A Serial ATA port multiplier (SATA PM) is a device that allows multiple SATA devices to be connected to a single SATA host port. Many common controllers do not support this feature, as it is not a requirement for a SATA controller.

==Benefits==
Port multipliers have the following potential benefits:
- Reduced cable count (e.g., when using backplanes with integrated port multipliers, or external multi-drive enclosures etc.).
- Additional drives can be supported without additional SATA controllers.

==Port multiplication==
A Serial ATA port multiplier is a unilateral splitting device. While it allows one equipped port to connect up to 15 disks, the bandwidth available is limited to the bandwidth of the link to the controller, As of 2012 1.5, 3, or 6 Gbit/s. While the controller is aware that there are multiple drives connected, the service is transparent to the disks attached. Because they believe they are communicating directly with the controller, any drive that holds to the SATA standard can be connected to a port multiplier. There are two ways port multipliers can be driven:

===Command-based switching===
This system can be thought of as an automated mechanical A/B switch. The controller can issue commands to only one disk at a time and cannot issue commands to another disk until the command queue has been completed for the current transactions. This also hampers the use of Native Command Queuing (NCQ). This means that the full bandwidth of the link will most likely not be used. This kind of switching is therefore used when capacity is the major concern, and not performance.

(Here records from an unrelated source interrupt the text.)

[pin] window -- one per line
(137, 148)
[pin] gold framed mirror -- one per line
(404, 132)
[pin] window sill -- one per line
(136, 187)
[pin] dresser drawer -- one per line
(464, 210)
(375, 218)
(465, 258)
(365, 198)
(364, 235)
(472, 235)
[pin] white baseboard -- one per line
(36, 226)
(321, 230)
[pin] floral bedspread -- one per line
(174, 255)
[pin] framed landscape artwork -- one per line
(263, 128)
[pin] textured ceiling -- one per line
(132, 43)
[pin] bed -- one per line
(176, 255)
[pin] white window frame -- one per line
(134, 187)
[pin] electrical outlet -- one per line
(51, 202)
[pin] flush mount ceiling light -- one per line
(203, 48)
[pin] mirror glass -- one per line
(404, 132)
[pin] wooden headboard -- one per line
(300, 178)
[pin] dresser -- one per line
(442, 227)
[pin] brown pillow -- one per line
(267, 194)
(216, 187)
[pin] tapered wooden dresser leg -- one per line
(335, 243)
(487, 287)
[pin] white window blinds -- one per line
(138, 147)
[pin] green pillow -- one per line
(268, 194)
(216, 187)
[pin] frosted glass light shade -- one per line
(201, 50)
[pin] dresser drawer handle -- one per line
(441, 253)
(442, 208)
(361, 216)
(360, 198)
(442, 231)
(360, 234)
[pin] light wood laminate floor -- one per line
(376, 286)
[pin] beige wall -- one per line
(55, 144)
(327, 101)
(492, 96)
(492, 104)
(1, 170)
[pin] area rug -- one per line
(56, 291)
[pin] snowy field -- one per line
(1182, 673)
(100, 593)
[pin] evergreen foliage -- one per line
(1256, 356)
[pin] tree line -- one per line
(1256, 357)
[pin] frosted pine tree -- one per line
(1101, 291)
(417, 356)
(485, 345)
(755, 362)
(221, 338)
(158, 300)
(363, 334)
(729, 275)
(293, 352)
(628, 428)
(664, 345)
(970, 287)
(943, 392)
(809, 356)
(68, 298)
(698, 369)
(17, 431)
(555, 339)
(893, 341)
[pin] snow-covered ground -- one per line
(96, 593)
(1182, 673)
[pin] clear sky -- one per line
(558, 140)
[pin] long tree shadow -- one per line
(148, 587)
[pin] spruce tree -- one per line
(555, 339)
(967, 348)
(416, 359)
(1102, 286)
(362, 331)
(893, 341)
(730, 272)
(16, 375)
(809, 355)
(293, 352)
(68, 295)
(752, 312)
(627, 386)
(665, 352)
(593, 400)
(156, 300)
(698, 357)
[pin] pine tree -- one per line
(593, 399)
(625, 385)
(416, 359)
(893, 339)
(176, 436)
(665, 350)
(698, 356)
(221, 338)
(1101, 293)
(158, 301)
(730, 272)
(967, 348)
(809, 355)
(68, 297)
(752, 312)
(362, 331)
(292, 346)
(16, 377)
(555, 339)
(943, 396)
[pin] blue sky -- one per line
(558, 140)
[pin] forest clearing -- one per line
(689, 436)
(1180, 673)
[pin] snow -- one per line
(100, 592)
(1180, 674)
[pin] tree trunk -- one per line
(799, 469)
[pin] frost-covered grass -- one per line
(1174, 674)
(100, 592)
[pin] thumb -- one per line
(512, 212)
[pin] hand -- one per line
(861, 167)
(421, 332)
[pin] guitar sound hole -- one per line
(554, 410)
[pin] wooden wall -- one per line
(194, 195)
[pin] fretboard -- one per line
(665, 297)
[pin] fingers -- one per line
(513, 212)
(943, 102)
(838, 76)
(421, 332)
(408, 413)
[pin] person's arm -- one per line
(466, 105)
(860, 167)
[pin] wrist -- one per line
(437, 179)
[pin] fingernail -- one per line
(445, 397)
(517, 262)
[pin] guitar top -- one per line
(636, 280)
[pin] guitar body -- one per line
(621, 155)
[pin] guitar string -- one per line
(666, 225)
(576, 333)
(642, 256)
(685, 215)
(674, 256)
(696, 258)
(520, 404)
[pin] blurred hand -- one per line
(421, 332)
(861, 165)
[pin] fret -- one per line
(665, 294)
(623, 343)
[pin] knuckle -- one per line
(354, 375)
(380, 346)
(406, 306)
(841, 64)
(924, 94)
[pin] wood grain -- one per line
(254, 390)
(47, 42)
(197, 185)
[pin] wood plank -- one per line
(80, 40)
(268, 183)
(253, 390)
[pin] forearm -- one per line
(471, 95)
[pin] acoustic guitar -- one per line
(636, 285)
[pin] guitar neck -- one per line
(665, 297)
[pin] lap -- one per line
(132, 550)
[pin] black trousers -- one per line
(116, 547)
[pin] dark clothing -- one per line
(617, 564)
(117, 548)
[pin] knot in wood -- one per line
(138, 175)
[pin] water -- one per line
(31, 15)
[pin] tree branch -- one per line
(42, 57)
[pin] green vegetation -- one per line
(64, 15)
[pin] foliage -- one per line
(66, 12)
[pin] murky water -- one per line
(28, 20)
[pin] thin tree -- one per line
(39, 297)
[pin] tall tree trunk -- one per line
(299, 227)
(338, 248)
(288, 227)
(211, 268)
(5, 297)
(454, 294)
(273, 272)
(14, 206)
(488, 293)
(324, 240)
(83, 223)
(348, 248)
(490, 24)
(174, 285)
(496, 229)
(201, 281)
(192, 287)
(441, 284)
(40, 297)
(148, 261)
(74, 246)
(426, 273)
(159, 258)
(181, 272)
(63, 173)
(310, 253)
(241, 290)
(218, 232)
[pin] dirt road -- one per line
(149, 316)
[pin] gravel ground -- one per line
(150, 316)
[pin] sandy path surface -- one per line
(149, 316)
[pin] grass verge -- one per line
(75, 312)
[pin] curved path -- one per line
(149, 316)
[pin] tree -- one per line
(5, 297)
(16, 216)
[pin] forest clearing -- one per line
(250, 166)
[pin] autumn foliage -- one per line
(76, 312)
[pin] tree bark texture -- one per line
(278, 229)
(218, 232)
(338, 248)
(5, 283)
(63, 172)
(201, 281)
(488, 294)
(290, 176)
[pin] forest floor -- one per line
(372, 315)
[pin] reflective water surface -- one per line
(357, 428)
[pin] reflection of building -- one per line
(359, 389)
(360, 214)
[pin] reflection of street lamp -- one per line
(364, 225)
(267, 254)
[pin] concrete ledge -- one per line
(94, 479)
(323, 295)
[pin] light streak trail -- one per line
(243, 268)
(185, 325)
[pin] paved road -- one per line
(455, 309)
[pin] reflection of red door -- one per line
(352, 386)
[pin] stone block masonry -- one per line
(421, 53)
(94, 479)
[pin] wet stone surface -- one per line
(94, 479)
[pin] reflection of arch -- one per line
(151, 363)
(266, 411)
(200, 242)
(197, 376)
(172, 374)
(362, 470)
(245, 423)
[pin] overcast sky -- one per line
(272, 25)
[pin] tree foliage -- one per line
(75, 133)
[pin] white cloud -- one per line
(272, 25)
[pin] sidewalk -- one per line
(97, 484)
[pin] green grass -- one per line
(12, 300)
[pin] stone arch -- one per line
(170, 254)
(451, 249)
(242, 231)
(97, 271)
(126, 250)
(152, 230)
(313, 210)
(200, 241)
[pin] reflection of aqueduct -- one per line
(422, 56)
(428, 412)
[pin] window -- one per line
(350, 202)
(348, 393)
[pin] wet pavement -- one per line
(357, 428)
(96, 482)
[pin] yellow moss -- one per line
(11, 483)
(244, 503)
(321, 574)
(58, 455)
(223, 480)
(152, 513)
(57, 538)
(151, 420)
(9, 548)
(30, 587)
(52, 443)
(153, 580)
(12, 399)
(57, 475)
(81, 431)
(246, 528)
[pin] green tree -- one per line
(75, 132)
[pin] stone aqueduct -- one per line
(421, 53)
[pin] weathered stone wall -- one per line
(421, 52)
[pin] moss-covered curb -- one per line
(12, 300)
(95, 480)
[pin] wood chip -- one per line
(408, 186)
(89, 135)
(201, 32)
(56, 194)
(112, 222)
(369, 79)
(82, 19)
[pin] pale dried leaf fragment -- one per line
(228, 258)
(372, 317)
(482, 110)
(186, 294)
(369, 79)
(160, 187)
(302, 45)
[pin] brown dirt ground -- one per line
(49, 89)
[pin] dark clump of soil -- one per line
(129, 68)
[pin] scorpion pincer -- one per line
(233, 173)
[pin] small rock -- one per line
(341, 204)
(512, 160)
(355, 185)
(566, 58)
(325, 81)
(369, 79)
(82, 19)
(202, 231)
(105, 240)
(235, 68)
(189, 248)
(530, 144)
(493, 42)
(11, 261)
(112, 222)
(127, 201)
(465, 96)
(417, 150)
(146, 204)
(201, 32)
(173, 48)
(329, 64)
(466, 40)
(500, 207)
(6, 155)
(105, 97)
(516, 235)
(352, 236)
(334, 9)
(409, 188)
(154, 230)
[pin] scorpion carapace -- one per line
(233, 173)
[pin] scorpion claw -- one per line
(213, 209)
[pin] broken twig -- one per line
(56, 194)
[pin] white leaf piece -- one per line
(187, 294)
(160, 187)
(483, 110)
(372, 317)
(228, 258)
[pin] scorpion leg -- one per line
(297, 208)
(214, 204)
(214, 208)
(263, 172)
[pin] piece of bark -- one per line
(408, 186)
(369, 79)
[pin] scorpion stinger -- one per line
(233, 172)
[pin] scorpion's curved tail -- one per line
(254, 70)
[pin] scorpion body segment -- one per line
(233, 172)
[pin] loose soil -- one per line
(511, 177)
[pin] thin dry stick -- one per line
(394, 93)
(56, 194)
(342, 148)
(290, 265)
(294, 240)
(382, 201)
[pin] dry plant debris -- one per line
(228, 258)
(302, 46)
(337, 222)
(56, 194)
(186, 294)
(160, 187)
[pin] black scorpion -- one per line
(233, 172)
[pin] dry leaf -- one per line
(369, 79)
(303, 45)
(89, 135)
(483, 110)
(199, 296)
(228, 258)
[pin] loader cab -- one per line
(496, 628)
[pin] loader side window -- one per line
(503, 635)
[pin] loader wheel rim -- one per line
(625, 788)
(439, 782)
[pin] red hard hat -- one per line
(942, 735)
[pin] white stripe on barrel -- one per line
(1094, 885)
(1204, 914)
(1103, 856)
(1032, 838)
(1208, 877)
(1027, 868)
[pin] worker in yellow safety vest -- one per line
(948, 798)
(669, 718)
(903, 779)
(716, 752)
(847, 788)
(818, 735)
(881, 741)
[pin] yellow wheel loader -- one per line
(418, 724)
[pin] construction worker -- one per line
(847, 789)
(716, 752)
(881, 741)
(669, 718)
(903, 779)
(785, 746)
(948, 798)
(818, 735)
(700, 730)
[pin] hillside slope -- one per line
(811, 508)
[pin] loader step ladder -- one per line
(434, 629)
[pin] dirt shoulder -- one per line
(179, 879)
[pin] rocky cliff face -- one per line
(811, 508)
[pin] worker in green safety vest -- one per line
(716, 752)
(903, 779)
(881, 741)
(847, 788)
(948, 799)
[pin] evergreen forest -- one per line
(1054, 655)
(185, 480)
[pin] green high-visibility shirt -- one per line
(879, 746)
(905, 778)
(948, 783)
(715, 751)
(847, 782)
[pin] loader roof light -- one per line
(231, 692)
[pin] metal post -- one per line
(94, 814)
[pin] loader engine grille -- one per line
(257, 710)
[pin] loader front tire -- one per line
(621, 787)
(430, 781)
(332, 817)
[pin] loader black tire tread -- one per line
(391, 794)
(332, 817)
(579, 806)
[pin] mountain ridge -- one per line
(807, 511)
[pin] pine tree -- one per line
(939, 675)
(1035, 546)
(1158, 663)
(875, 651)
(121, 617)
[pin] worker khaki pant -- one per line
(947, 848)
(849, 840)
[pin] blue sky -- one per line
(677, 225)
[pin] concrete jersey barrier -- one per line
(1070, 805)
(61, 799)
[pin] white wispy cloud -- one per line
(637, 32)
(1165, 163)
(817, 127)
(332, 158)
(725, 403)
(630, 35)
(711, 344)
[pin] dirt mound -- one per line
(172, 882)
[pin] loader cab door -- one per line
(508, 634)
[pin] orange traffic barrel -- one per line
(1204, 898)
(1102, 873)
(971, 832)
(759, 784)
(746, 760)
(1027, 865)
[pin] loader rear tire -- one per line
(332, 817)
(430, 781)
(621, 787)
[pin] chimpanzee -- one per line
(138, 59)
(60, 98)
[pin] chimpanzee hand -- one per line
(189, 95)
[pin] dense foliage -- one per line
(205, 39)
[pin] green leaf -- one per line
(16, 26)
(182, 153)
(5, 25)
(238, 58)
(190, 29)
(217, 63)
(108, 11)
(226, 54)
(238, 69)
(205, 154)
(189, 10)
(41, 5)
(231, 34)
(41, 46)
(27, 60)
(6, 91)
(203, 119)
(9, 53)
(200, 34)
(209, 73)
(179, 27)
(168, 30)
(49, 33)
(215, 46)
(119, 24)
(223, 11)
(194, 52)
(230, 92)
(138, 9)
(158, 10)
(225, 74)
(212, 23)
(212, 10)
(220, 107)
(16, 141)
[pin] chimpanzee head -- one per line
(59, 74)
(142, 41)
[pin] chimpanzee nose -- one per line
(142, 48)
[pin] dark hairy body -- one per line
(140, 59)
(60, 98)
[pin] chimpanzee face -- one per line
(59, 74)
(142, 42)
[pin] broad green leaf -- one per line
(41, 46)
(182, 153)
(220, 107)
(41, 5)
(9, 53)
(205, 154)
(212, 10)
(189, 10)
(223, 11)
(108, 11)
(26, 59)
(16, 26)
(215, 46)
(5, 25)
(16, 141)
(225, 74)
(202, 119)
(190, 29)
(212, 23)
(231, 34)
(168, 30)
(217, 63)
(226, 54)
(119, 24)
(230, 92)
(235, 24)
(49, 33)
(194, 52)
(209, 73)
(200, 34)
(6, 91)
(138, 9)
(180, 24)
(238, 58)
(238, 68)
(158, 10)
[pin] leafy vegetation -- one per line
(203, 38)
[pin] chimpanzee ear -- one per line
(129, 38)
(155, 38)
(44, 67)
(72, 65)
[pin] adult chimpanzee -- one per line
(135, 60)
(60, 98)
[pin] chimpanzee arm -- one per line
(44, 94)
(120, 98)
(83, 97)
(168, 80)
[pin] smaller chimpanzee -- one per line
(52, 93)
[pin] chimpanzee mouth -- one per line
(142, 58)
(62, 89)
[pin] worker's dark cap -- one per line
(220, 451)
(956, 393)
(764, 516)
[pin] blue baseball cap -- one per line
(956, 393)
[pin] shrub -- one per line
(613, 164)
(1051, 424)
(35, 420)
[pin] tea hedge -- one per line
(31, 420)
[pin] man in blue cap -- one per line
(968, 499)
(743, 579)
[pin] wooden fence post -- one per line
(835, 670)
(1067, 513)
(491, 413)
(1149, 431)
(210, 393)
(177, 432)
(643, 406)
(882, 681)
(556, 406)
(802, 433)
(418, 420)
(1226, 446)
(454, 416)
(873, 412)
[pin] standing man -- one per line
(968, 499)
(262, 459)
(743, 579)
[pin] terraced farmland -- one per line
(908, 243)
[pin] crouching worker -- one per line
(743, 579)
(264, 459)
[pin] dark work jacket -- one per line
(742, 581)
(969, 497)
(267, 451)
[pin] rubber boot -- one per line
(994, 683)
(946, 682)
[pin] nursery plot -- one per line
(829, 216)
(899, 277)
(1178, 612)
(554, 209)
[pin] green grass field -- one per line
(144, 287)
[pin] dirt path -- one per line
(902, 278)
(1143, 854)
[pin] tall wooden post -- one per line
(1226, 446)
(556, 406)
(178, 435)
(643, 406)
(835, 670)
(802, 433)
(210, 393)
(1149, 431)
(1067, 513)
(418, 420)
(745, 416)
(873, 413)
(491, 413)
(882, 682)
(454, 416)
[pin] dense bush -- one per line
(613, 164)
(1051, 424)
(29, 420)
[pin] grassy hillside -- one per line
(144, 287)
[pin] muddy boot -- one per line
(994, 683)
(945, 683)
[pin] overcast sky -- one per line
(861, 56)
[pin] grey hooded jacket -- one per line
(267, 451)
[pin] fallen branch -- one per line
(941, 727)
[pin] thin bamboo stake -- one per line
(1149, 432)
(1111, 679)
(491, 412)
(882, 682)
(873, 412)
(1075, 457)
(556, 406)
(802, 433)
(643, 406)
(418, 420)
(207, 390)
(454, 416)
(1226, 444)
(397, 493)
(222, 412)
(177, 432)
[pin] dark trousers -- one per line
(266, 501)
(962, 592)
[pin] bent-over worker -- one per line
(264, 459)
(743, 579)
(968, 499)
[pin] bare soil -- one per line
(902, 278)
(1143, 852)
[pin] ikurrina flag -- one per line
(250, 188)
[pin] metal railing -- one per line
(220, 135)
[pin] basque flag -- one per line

===FIS-based (frame information structure) switching===
FIS-based switching is similar to a USB hub. In this method of switching the host controller can issue commands to send and receive data from any drive at any time. A balancing algorithm ensures a fair allocation of available bandwidth to each drive. FIS-based switching allows the aggregated saturation of the host link and does not interfere with NCQ.

==Performance==
It is possible to connect up to 15 devices to a single SATA host port using a port multiplier. The total bandwidth is still limited to that of a single SATA port.

==Reliability==
When using a port multiplier in a scenario where the availability of the connected drives is an issue, overall reliability can be severely impacted by a single failing drive locking up the host port, inhibiting or severely degrading access to all drives connected through that port.